Turner took from Clark a language with which to express his political disappointment, a language which universalised his frustration. He agreed with Clark that the promise of politics and material progress had been spiritually empty. Critical intellectuals were now confronting problems that could not be solved by existing political instruments. The eve of the anti-War movement saw Turner· at his most pessimistic, ready to follow Clark in a retreat from politics.
His students helped save him with their more articulate rejection of mainstream society, the subject of ‘The politics of action’ (1968). Their refusals, he hoped, would clear the way to an alternative form of political expression. By 1970 he had seen it in action in ‘The Vietnam Moratorium’, the shortest but happiest piece in the collection. It was in that year that he felt able to answer the challenge of Clark’s pessimism. There was a point to politics and reform. It was to bring about a state of material security in which it was possible to acknowledge and explore the limitations of the human condition. The essay on Manning Clark is the most confident and judicious· working out of the relationship. between his populism and his intellectualism, that is, between his Marxist ambivalence about popular materialism and his sense of despair at the Stalinist debacle. Perhaps this point about belief should be balanced by one about milieu and audience. I’m thinking of Turner’s valedictory compliment to Outlook in the same year, that it had ‘provided a refuge, a place for many of us to examine, and to lick our wounds of 1956’.

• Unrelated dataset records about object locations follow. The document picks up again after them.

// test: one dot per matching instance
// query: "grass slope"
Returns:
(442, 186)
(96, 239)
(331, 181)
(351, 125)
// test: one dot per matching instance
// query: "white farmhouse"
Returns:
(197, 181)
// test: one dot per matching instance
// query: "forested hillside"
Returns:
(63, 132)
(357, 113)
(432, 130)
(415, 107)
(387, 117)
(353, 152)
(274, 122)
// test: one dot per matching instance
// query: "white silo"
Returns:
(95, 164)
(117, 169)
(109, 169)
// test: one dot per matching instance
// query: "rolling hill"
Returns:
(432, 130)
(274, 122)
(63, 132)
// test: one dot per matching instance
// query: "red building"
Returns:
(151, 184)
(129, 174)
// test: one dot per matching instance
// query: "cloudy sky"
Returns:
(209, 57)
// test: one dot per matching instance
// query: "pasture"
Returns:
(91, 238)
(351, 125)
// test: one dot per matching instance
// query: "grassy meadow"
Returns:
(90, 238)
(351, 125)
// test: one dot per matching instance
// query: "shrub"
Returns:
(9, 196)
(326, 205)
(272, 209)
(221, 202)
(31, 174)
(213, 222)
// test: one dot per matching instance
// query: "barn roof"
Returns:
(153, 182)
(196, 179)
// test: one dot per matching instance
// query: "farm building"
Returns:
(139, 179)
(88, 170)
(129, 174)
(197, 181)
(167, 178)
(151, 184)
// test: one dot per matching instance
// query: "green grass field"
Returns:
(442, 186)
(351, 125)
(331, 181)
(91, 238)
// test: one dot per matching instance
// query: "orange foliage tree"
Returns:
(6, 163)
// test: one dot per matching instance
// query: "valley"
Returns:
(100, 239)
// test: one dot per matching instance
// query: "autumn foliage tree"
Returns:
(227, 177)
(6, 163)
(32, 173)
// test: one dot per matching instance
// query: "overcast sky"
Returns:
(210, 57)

But the Clark essay also led Turner further from an avowal of radical nationalism, except by recourse to a rereading of the canon of painting and writing which proclaimed the ‘identification of the Australian tradition. with pre-Christian and Christian traditions, sanctified by age, the transformation of legend into myth’. But this re-reading conceded much – a once demotic and politically celebrated canon became acceptable as intellectual culture. This is a long way from the radical and popular nationalism of the Australian Book Society, the party assignment that Turner seems to have relished most.
If radical nationalism became a more abstract and all-inclusive notion in order to survive in a more plural society, if avowing it became more a matter of loyalty to his generation than a programmatic commitment, then the readers of this collection are not the losers. The essays on female history, cultural policy, Aborigines, graffiti and children’s rhymes show a diversity, responsiveness and generosity that is unmatched by any social critic of the left or the right. Some pieces’ teaching value will survive a long time; they were written for a general audience, by a warm and intelligent man.